La réduction de bruit active concerne ce que porte l'utilisateur : elle atténue les bruits continus de basse fréquence pour améliorer son confort d'écoute. La suppression de bruit du microphone concerne ce que reçoit l'interlocuteur : elle isole la voix du bruit ambiant avant transmission. Un casque peut être excellent sur l'une et médiocre sur l'autre, ce sont deux fonctions distinctes.

Le port d'un casque relève-t-il de la réglementation sur le bruit au travail ?

Oui, l'exposition sonore d'un salarié portant un casque entre dans l'évaluation des risques liés au bruit. Le Code du travail fixe une première valeur déclenchant des actions de prévention à 80 dB(A) sur huit heures, une valeur supérieure à 85 dB(A) et une valeur limite d'exposition à 87 dB(A). L'employeur doit évaluer cette exposition et informer les salariés concernés.

Faut-il privilégier un casque certifié pour une plateforme de visioconférence ?

C'est utile si vos équipes utilisent quotidiennement une plateforme précise. La certification garantit que les commandes physiques du casque, décroché, coupure du micro, réglage du volume, sont reconnues par le logiciel, et que l'appareil se configure sans intervention. Elle ne dit rien en revanche de la qualité sonore comparée à un modèle non certifié.

Casque filaire ou sans fil pour un poste d'accueil ?

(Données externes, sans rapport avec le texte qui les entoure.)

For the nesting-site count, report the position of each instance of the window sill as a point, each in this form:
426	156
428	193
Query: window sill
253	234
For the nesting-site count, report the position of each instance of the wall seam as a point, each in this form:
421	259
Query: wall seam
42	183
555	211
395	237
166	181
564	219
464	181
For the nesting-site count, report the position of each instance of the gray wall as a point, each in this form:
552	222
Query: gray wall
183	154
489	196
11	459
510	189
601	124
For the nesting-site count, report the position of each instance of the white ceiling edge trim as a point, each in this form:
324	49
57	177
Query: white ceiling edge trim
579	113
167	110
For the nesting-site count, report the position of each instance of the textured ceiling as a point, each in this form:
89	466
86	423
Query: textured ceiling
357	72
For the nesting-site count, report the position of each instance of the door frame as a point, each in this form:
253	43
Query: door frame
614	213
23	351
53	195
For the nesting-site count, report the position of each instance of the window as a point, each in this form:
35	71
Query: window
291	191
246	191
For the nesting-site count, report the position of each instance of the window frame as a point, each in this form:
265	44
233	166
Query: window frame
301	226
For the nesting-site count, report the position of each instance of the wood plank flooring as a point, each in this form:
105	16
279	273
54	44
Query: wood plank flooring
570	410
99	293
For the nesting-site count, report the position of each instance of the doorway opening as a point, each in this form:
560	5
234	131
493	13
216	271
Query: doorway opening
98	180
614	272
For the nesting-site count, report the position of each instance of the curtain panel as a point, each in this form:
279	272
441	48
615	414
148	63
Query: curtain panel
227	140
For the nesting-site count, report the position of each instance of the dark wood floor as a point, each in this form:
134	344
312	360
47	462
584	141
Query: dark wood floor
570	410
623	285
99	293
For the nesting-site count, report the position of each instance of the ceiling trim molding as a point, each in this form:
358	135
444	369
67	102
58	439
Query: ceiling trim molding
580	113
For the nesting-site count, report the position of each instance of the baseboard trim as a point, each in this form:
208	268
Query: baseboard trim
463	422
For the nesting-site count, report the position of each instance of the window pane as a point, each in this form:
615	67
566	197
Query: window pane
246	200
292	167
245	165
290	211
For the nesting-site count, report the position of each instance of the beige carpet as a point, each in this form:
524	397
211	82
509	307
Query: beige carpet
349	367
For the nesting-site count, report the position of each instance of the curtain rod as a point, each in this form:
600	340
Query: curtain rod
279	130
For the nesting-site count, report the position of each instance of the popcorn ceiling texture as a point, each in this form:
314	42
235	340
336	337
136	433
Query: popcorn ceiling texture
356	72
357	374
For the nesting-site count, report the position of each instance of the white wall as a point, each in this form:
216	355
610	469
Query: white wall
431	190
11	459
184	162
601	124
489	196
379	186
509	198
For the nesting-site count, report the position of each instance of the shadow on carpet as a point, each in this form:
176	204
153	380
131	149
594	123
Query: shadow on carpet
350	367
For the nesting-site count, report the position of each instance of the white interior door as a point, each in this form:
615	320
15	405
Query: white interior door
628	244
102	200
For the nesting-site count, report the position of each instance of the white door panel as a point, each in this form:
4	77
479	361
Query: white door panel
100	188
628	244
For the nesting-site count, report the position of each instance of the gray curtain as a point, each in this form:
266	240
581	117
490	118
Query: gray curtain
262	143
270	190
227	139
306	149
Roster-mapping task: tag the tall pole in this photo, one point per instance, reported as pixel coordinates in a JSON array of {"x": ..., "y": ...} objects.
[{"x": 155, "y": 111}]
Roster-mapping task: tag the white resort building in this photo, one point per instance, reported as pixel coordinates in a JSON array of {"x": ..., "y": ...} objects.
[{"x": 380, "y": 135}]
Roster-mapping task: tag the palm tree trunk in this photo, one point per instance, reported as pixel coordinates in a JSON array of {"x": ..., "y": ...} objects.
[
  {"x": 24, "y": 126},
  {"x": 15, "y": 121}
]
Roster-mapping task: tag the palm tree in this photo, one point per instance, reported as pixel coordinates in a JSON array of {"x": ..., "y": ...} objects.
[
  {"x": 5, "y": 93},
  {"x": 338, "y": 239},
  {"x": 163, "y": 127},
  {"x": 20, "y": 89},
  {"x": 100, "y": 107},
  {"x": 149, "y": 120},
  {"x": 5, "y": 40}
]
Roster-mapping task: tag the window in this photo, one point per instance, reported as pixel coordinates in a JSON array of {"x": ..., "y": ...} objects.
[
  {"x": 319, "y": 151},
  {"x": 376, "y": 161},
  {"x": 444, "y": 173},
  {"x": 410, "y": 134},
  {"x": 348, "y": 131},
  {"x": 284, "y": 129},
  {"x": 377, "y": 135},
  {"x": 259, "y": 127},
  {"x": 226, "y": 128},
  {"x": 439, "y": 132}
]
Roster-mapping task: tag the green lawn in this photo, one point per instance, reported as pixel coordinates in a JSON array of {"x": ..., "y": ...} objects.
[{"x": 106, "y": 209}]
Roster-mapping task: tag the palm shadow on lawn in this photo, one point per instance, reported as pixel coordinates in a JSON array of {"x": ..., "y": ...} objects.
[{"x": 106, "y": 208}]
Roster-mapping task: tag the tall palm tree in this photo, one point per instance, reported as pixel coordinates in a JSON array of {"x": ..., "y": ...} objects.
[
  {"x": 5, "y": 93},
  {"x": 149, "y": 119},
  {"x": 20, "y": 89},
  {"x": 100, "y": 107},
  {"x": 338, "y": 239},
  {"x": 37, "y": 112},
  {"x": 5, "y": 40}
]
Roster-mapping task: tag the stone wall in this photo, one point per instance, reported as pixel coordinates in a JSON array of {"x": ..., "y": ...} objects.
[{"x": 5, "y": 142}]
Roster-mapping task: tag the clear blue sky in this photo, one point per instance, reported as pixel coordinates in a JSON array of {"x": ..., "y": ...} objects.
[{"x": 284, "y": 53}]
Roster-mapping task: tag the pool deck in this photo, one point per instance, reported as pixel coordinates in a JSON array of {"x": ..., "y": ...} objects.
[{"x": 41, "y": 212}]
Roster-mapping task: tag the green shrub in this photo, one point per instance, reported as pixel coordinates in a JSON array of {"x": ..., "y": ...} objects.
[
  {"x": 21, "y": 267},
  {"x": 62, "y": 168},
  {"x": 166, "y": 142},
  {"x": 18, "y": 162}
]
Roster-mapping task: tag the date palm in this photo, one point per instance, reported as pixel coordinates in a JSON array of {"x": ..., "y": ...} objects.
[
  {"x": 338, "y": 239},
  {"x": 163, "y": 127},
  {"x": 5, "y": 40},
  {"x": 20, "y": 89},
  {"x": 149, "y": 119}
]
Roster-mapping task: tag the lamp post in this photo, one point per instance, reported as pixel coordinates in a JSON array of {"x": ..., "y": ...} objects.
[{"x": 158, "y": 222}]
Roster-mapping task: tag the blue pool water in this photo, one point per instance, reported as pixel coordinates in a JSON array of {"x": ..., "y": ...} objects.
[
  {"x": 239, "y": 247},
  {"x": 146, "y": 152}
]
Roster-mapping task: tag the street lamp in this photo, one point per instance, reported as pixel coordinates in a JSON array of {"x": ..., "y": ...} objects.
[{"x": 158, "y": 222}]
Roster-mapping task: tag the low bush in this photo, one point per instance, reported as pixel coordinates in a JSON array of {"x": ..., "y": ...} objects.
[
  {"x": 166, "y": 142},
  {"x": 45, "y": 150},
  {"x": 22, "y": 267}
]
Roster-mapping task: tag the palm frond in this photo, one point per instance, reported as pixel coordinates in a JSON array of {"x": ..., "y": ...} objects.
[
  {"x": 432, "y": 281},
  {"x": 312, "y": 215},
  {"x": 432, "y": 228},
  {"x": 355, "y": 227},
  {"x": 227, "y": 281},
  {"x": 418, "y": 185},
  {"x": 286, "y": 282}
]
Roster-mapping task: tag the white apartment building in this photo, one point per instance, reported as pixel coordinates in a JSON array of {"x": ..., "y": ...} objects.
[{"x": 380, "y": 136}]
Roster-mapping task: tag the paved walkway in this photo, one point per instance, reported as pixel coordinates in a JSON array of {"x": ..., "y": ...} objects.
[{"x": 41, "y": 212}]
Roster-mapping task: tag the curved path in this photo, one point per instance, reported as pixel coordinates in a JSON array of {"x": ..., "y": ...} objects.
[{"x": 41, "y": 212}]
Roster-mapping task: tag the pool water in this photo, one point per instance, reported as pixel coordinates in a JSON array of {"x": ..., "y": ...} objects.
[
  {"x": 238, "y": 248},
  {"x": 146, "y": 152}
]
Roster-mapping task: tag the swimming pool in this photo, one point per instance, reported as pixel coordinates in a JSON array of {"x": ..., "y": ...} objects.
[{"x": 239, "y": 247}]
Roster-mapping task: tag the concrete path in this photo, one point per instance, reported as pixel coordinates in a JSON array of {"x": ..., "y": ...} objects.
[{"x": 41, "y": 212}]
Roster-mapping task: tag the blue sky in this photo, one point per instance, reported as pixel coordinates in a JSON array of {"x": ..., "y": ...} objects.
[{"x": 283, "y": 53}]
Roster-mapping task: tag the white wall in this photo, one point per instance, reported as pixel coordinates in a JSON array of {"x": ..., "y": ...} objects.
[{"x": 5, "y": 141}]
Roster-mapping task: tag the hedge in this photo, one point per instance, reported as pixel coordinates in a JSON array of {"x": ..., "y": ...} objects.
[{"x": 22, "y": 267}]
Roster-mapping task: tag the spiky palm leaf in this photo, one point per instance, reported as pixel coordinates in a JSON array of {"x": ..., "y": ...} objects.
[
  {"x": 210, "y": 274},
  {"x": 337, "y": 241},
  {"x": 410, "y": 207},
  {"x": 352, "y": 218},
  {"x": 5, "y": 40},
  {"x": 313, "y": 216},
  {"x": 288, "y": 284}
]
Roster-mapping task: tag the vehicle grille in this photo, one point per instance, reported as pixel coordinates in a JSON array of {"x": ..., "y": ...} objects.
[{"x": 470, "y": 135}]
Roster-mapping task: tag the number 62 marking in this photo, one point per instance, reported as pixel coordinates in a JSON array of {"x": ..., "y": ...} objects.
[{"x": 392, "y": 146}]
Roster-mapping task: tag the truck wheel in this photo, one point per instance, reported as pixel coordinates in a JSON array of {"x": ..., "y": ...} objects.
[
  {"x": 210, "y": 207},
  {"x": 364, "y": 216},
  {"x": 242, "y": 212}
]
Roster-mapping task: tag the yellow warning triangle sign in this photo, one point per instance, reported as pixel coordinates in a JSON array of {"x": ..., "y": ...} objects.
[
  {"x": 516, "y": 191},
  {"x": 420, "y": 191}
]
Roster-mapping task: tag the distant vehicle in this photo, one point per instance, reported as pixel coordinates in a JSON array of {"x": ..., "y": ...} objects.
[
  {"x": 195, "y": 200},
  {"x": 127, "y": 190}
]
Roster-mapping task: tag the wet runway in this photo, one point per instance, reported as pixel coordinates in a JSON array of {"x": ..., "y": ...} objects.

Un poste d'accueil qui reste assis peut se contenter d'un modèle filaire, plus simple et sans batterie à gérer. Si la personne se lève régulièrement pour accompagner des visiteurs ou consulter un dossier, un modèle sans fil à base DECT offre plusieurs dizaines de mètres de portée tout en restant rattaché à un poste fixe. Le Bluetooth convient surtout aux profils qui alternent entre ordinateur et téléphone mobile.

Combien de temps dure un micro-casque en usage intensif ?

La durée de vie dépend surtout des pièces d'usure, pas de l'électronique. En usage intensif, les coussinets se remplacent généralement une à deux fois par an, et les batteries des modèles sans fil perdent de la capacité au fil des cycles de charge. Vérifiez avant l'achat que ces pièces sont vendues séparément, sinon le casque devient jetable.